Stella Rimington, former director general of MI5, recalls the complications and tabloid-fueled controversy that followed her appointment as head of the famed British intelligence service, after spending decades in anonymity as a secret agent.
Dame Stella Rimington is the retired director general of the British Security Service (MI5). Appointed director general in 1992, she was the first woman to hold the post and the first director general to be publicly named on appointment.
After gaining a postgraduate diploma in the study of records and the administration of archives at Liverpool University, Rimington worked in the Worcester County Record Office and the India Office Library in London. In the mid 1960s, while accompanying her husband on a posting to the British High Commission in New Delhi, she worked part time for the Security Service, which at that time had an office in New Delhi.
On her return to the UK in 1969, Rimington joined MI5 as a full time employee.

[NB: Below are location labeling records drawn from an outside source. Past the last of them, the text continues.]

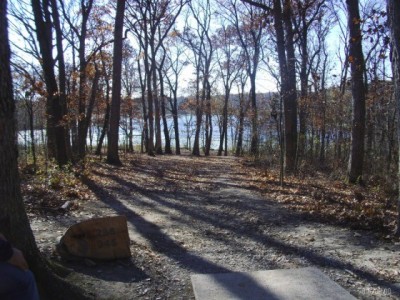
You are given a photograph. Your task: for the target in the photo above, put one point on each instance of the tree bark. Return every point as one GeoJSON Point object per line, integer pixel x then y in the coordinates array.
{"type": "Point", "coordinates": [394, 17]}
{"type": "Point", "coordinates": [356, 59]}
{"type": "Point", "coordinates": [54, 108]}
{"type": "Point", "coordinates": [14, 222]}
{"type": "Point", "coordinates": [113, 134]}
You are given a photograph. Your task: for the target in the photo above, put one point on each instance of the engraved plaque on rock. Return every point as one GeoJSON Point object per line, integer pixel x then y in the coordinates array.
{"type": "Point", "coordinates": [99, 238]}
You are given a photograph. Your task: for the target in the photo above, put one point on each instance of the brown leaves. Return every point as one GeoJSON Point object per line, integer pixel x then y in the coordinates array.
{"type": "Point", "coordinates": [333, 201]}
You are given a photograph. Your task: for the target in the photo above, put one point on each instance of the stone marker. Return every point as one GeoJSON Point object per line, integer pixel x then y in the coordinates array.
{"type": "Point", "coordinates": [99, 238]}
{"type": "Point", "coordinates": [304, 283]}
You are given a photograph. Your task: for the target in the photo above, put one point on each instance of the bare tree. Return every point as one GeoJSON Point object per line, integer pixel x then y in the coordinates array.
{"type": "Point", "coordinates": [56, 129]}
{"type": "Point", "coordinates": [113, 134]}
{"type": "Point", "coordinates": [394, 17]}
{"type": "Point", "coordinates": [356, 59]}
{"type": "Point", "coordinates": [14, 222]}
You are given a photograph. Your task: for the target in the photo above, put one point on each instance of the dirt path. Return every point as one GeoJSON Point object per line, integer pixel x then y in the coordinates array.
{"type": "Point", "coordinates": [204, 215]}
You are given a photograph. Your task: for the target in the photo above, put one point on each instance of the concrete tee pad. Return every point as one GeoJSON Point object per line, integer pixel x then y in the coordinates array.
{"type": "Point", "coordinates": [304, 283]}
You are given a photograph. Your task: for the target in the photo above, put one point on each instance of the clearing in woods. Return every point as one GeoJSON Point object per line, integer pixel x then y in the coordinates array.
{"type": "Point", "coordinates": [189, 215]}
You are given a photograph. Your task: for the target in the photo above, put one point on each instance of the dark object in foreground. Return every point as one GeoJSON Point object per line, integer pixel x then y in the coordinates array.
{"type": "Point", "coordinates": [100, 238]}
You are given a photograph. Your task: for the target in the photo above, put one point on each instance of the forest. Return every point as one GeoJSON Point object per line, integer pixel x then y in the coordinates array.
{"type": "Point", "coordinates": [299, 91]}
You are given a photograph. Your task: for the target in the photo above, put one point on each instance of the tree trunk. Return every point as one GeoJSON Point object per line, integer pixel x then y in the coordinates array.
{"type": "Point", "coordinates": [288, 81]}
{"type": "Point", "coordinates": [291, 93]}
{"type": "Point", "coordinates": [176, 122]}
{"type": "Point", "coordinates": [356, 59]}
{"type": "Point", "coordinates": [14, 222]}
{"type": "Point", "coordinates": [106, 120]}
{"type": "Point", "coordinates": [394, 17]}
{"type": "Point", "coordinates": [55, 127]}
{"type": "Point", "coordinates": [224, 123]}
{"type": "Point", "coordinates": [112, 154]}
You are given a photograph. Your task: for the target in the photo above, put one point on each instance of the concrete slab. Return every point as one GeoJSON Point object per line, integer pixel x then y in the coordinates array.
{"type": "Point", "coordinates": [304, 283]}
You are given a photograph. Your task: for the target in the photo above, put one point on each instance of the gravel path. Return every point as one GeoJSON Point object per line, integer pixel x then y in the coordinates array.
{"type": "Point", "coordinates": [205, 215]}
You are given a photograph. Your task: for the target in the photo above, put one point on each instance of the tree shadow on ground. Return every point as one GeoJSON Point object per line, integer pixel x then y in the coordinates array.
{"type": "Point", "coordinates": [164, 244]}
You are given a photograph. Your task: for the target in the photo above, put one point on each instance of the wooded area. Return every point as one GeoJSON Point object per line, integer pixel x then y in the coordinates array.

She worked in all the main fields of the service's responsibilities, counter subversion, counter espionage and counter terrorism, becoming successively director of all three branches. During her tenure as director general, Rimington pursued a policy of greater openness for MI5, giving the 1994 Dimbleby Lecture on BBC TV. She retired from MI5 in April 1996.
Rimington was made a Dame Commander of the Bath in the 1996 New Year Honours List. She is the author of an autobiography, Open Secret, and the novels At Risk, Secret Asset and Dead Line.